BALI, beritajateng.tv – Dengan duduk di atas pasir dan beratap terpal warna hitam, Ahmad sibuk memperbaiki jaring ikan, meskipun saat itu ia sedang libur melaut. Kedua tangannya cekatan memotong benang menggunakan pisau cutter sekaligus menyambung rajutan jaring yang robek.
Terkadang, ia harus berdiri dan menggunakan salah satu kakinya untuk mengencangkan jaring sepanjang sekitar 50 meter itu agar tak makin kusut. Sesekali nelayan berusia 48 tahun itu mengusap keringat di wajah menggunakan pakaiannya.
Maklum, cuaca di pesisir Pantai Kedonganan, Kuta, Kabupaten Badung, Bali, saat pagi menjelang siang itu cukup panas. Menjadi nelayan adalah profesi utama pria asal Banyuwangi, Jawa Timur, tersebut sejak masih muda hingga saat ini sudah memiliki dua anak.
Berkat menjadi nelayan pula, ia bisa menyekolahkan anaknya yang paling besar hingga tamat di salah satu sekolah menengah kejuruan (SMK) di kampung halamannya.
Meski begitu, sejak beberapa tahun terakhir, hasil tangkapannya tak menentu.

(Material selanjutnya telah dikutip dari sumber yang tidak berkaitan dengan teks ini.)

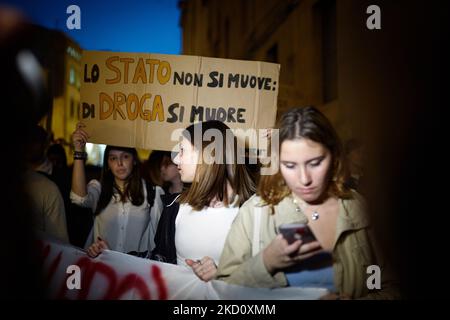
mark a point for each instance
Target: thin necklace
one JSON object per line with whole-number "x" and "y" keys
{"x": 303, "y": 206}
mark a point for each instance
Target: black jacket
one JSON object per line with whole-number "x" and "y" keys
{"x": 165, "y": 250}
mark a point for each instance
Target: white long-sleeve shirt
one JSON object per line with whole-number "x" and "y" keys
{"x": 123, "y": 226}
{"x": 202, "y": 233}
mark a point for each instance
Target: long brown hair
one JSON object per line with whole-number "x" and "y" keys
{"x": 210, "y": 180}
{"x": 134, "y": 190}
{"x": 306, "y": 123}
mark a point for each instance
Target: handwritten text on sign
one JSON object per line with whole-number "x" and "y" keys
{"x": 139, "y": 99}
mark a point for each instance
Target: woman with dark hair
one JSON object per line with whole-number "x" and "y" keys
{"x": 127, "y": 210}
{"x": 192, "y": 231}
{"x": 309, "y": 189}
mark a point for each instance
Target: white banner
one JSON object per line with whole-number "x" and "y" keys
{"x": 71, "y": 274}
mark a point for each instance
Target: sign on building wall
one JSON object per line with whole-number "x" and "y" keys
{"x": 139, "y": 100}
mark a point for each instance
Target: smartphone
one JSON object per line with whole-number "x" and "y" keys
{"x": 296, "y": 231}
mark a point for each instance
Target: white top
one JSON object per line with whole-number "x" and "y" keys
{"x": 202, "y": 233}
{"x": 123, "y": 226}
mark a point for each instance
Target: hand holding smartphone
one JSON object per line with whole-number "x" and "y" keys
{"x": 296, "y": 231}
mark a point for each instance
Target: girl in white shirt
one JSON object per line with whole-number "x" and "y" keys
{"x": 193, "y": 230}
{"x": 123, "y": 219}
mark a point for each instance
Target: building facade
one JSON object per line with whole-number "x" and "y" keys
{"x": 311, "y": 39}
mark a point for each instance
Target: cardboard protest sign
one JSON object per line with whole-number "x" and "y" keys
{"x": 70, "y": 274}
{"x": 139, "y": 100}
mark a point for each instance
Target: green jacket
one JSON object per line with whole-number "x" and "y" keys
{"x": 353, "y": 252}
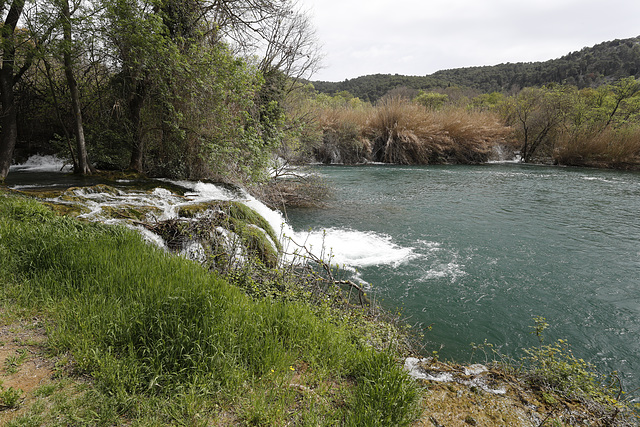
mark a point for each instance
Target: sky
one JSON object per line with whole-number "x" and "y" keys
{"x": 420, "y": 37}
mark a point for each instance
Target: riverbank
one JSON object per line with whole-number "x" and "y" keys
{"x": 113, "y": 365}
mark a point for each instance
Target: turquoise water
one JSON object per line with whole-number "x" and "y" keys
{"x": 478, "y": 251}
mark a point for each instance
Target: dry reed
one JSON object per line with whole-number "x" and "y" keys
{"x": 612, "y": 148}
{"x": 406, "y": 133}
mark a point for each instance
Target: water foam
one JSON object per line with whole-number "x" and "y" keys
{"x": 347, "y": 247}
{"x": 344, "y": 247}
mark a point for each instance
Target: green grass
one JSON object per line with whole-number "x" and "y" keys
{"x": 160, "y": 335}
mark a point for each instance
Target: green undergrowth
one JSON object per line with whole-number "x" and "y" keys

Kadang beroleh 15 kilogram ikan, kadang kurang dari 100 kilogram dan bahkan beberapa ekor ikan atau tidak mendapatkan hasil, sehingga ia pun merugi.
Nelayan keluarkan ratusan ribu untuk pergi melaut
Padahal, biaya yang ia keluarkan untuk mencari ikan rata-rata dalam satu kali melaut mencapai sekitar Rp400 ribu, sekitar Rp200 ribu di antaranya terserap untuk membeli bahan bakar minyak (BBM).
Ia melaut menggunakan bensin, dengan harga Rp10 ribu per liter. Rata-rata sekali melaut hingga kembali menepi selama satu malam, ia menghabiskan sekitar 20 liter BBM.
Dengan menggunakan jukung atau perahu kayu khas Bali bernama “Rajawali 1”, ia melaut di sekitar perairan Uluwatu, Kabupaten Badung, dengan tangkapan biasanya ikan tongkol dan lemuru.
Ahmad tak bisa memperluas jangkauannya, salah satunya terkait biaya untuk membeli BBM. Biaya lainnya adalah jasa mendorong jukung ke tengah laut, hingga biaya menaikkan dan menurunkan muatan. Termasuk, ongkos untuk bekal selama melaut.
Ia juga harus membeli sekitar satu liter oli campur bensin agar operasi mesin kapalnya berjalan lancar. Selain karena biaya, makin banyak BBM yang digunakan, maka makin besar pula tingkat pencemaran lingkungan yang berpotensi terjadi.
Energi hidrogen untuk masa depan
Ahli ekonomi energi dari Institut Penelitian Ekonomi ASEAN dan Asia Timur (ERIA) Han Phoumin mengungkapkan hidrogen merupakan bahan bakar penting yang berkontribusi untuk mendukung energi bersih untuk masa depan.
Kebutuhan energi bersih pun diproyeksi meningkat seiring target netralitas karbon atau emisi nol karbon pada 2060 atau lebih cepat dari target.
Hidrogen pun dapat menjadi penentu energi bersih yang bisa digunakan untuk kebutuhan serbaguna, di antaranya sektor transportasi yang menyumbang lebih besar polusi.
Indonesia berpeluang besar memaksimalkan produksi hidrogen mengingat banyak sumber energi baru terbarukan (EBT) yang bisa juga memproduksi hidrogen, misalnya dari energi surya, panas bumi, hidro, dan angin.
Tak hanya itu, batu bara, minyak bumi, dan gas alam yang salah satunya terproses melalui gasifikasi dapat menghasilkan bahan bakar hidrogen.